I want to know what it is, not what it's been, and we know Beans has been the
Mr. Ballbeam, displaying artistic onions as he straps hip-hop to his
back, hoping, with all the hubris he can muster, to lug it into some
future-music future of fried-out elecktro zaps and muzapper's hat-backwards
heroics hitched up to headscratching with only a reverse-Mohawk sown-in-a-row
in the road. Of course, that hasn't stopped our boy Beans from playing
the aw-shucks card, thinking his beats so nice they're helping old ladies
across the street, paying deference to the Warp that big-up'd him by
leaving the circus and frying up the circuits, the beeps and bleeps mutescreamin'
beatmade streamers strewn from a ceiling whose glass he long ago broke.

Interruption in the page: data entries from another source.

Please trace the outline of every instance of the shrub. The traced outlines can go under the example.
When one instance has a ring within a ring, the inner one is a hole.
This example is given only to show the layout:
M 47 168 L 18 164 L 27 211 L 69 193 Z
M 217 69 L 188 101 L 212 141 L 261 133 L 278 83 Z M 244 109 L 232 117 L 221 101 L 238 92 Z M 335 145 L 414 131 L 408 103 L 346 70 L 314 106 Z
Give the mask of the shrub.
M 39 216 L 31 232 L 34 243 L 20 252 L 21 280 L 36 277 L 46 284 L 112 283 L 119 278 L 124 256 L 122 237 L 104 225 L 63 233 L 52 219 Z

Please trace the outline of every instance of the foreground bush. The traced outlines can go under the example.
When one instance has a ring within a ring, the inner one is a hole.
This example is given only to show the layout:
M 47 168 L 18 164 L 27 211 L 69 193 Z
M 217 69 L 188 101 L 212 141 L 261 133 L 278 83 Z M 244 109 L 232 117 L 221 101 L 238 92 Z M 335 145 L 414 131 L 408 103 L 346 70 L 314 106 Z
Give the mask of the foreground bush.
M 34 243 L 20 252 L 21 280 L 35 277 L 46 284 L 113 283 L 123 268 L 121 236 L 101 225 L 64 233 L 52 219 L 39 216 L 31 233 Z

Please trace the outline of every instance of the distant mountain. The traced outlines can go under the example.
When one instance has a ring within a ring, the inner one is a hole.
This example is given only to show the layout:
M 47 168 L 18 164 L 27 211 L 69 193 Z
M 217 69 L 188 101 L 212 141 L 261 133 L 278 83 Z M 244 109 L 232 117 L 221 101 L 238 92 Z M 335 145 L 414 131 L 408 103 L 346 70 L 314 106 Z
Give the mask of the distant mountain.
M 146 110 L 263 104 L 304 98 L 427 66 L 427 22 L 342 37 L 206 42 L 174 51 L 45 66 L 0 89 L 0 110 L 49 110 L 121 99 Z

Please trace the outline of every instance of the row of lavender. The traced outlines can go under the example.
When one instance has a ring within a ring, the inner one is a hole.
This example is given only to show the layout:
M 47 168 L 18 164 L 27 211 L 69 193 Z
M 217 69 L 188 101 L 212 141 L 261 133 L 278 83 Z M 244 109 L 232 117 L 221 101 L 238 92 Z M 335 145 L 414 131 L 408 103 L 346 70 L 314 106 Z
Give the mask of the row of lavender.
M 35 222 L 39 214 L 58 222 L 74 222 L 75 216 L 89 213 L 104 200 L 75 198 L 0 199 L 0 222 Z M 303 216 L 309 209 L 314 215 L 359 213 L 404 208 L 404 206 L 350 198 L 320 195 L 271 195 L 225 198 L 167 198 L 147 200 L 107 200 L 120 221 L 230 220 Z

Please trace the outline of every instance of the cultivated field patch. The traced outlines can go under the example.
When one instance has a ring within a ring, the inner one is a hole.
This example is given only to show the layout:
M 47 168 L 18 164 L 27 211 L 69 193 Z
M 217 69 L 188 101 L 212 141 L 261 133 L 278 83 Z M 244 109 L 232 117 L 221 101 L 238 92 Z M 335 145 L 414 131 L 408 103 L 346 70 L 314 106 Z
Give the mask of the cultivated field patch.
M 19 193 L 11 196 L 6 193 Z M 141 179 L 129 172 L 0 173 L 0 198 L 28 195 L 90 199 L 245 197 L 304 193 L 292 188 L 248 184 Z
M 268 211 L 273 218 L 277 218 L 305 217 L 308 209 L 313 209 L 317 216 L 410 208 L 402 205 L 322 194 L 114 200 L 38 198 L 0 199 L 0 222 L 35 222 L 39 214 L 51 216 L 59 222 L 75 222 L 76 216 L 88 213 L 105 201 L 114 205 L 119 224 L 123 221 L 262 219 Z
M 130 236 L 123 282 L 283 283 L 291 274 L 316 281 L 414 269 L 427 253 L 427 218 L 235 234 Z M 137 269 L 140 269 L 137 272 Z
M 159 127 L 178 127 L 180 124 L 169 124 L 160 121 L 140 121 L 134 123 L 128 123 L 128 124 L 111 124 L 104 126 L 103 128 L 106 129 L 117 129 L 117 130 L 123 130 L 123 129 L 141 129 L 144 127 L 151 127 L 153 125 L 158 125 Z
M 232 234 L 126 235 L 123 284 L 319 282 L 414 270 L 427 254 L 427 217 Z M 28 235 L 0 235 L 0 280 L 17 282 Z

Reasonable People, this one's for you. His future-of-hip-hop future already
arrived when he delivered Tomorrow Right Now in last year's past,
but with that futurist history now yesterday's old now, the Beans discography
gets a tacked-on postscript, sewn anew with a Now Soon Someday setting
its sights on the never-coming horizon, knowing the day'll get here when
today's tomorrows drown in yesterday's sorrows (given us humans're doomed
and all). But for now, on Now Soon Someday, we get a whole cremaster
load of new b'tween-LPs testicular acktion, straight from the Ballbeam,
nutted up with only a couple remixes from famous traveling folk El-P
and Prefuse 73, both of whom forget getting ready to rock on "Mutescreamer," instead
halving the tempo to suit their stoner's mood. Which is fine by this
version of Beans. On the album preceding this, Beans barely kept beats
at anything less than exuberant, but here he's happy to go off the beat
with a laggard "Databreaker" missive supine in an islander's recline,
and is sad enough to shake out the skeletons from that "Crevice" in the
closet, fists Slam-ing on shit he authored back in his poetic open-mic
salad days, setting such red-raw words to an oiled-up church organ churning
like an upset boy's nervous stomach.